# Black screen after installation

## fangwen

I installed Gentoo on my laptop today and I compiled the kernel manually. When I reboot my machine, it only brings me to a black screen.

I can see the grub menu. But after I choose gentoo, it goes black, the last word I can see is "booting the kernel". However I can boot into Windows 7.

What makes my laptop a little special is that it comes with hybrid graphics, I only built the drivers for the Intel integrated card and enabled KMS on it . I am sorry I can't give you any other useful information now.

What are the possible causes of my problem?
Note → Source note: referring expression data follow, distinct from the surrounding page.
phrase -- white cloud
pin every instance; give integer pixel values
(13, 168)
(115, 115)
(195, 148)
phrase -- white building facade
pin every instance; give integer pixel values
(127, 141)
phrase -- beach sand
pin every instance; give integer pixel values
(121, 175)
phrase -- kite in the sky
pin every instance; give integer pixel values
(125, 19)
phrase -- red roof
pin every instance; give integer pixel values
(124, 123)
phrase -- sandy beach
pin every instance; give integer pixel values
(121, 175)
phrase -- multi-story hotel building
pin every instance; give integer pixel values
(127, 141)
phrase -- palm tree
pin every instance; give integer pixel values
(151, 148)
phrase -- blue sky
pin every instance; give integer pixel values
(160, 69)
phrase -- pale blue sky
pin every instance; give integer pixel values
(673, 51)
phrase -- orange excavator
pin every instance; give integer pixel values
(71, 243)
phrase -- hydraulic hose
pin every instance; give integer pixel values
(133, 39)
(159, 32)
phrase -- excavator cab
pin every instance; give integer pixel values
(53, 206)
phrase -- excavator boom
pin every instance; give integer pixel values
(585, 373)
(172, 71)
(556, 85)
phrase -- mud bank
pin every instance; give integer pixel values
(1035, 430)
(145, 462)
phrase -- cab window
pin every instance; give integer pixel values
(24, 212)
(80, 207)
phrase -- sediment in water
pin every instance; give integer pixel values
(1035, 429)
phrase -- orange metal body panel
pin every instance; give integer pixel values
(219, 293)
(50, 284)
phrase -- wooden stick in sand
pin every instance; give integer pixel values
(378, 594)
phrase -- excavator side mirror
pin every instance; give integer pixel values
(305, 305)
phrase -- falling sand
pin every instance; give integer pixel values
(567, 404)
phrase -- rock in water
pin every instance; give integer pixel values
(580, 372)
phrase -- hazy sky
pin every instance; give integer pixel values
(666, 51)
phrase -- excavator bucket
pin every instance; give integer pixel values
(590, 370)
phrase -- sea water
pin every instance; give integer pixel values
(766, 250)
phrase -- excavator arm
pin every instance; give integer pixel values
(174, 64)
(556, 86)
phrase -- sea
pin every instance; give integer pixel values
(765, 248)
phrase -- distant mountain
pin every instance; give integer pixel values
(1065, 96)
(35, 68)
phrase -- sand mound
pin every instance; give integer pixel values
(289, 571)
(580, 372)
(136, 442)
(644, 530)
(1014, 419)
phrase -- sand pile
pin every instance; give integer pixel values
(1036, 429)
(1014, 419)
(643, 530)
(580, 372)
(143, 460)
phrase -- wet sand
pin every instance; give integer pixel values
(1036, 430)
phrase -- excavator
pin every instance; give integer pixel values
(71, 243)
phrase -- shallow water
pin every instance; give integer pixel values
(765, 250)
If you need any information please tell me and please tell me how to get that information.

----------

## Hu

When the screen goes black, is the backlight on?  If the backlight turns off, then that indicates that the screen went into powersave mode.  If the backlight is on, then that indicates the card has nothing useful to display.

Did you enable the framebuffer console?

----------

## fangwen

 *Hu wrote:*   

> When the screen goes black, is the backlight on?  If the backlight turns off, then that indicates that the screen went into powersave mode.  If the backlight is on, then that indicates the card has nothing useful to display.
> 
> Did you enable the framebuffer console?

 

The backlight is off, I can't use the brightness buttons to adjust the backlight.
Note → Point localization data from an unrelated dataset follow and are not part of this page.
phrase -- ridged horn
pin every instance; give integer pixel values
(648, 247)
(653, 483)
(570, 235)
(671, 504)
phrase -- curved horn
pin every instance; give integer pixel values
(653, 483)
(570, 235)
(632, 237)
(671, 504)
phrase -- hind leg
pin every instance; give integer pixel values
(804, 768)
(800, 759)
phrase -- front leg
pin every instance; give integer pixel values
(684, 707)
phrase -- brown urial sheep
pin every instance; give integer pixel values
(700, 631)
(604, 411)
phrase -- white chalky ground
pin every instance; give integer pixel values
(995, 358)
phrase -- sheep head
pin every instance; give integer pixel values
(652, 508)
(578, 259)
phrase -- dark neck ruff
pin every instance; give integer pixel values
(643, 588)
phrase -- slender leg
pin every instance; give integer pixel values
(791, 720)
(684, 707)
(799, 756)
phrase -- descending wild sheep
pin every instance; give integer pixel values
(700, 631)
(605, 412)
Yes, I enabled the framebuffer console support following this guide:http://www.gentoo.org/doc/en/xorg-config.xml

----------

## fangwen

 *fangwen wrote:*   

>  *Hu wrote:*   When the screen goes black, is the backlight on?  If the backlight turns off, then that indicates that the screen went into powersave mode.  If the backlight is on, then that indicates the card has nothing useful to display.
> 
> Did you enable the framebuffer console? 
> 
> The backlight is off, I can't use the brightness buttons to adjust the backlight.
> ...

 ue

Hu, I'm sorry. I checked my kernel configuration and found that I didn't enable the framebuffer support.
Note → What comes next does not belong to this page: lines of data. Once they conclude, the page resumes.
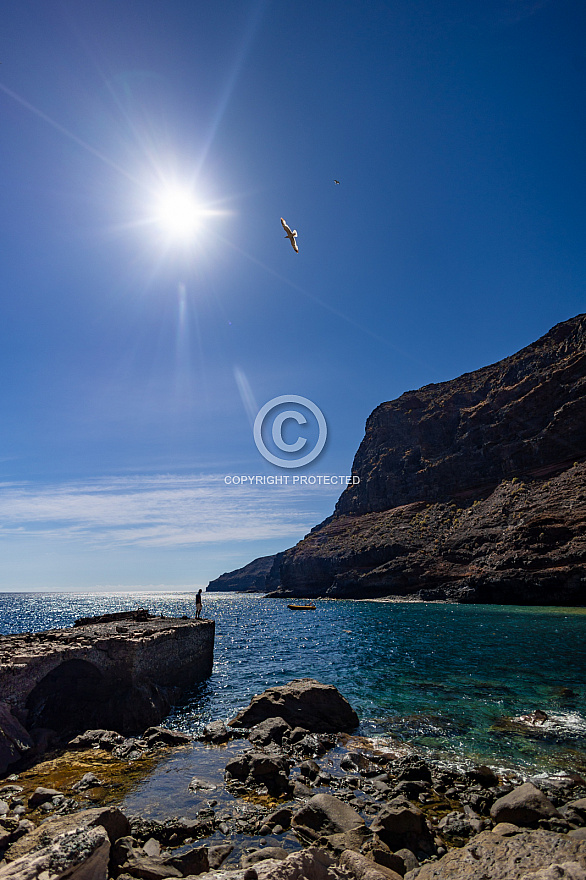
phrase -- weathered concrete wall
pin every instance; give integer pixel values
(122, 675)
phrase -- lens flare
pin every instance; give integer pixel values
(178, 214)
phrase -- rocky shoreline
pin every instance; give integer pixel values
(301, 798)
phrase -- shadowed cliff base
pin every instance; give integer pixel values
(472, 490)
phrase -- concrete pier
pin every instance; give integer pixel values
(120, 672)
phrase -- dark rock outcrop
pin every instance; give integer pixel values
(470, 490)
(303, 702)
(99, 674)
(505, 858)
(252, 578)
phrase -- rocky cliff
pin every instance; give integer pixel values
(472, 489)
(249, 579)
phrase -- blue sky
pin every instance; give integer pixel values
(134, 355)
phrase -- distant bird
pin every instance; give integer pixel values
(291, 235)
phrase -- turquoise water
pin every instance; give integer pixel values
(445, 679)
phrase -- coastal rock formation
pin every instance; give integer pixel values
(472, 490)
(252, 578)
(303, 702)
(505, 858)
(122, 675)
(81, 854)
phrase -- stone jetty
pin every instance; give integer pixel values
(119, 671)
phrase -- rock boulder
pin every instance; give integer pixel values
(505, 858)
(525, 805)
(303, 702)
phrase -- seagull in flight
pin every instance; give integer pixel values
(291, 235)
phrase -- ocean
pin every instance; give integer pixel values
(447, 680)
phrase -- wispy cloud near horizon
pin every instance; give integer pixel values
(158, 511)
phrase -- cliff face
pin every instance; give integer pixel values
(250, 578)
(471, 489)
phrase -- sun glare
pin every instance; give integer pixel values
(178, 214)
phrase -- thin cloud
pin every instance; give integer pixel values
(159, 511)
I then enabled it and recompile the kernel, the black screen issue was fixed. However, I can't use my keyboard to login at the login prompt.

What's wrong with my kernel configuration this time?

----------

## Hu

You probably did not include support for your keyboard, so the kernel does not know how to read it.  What keyboard do you have?

----------

## fangwen

I included the input device drive in kernel and now it works fine.

But how can I find out my keyboard type and model?

----------

## krinn

dmesg should show it if usb, for ps/2 xorg.log will tell you.

or try lshw i'm not sure it check keyboard.

----------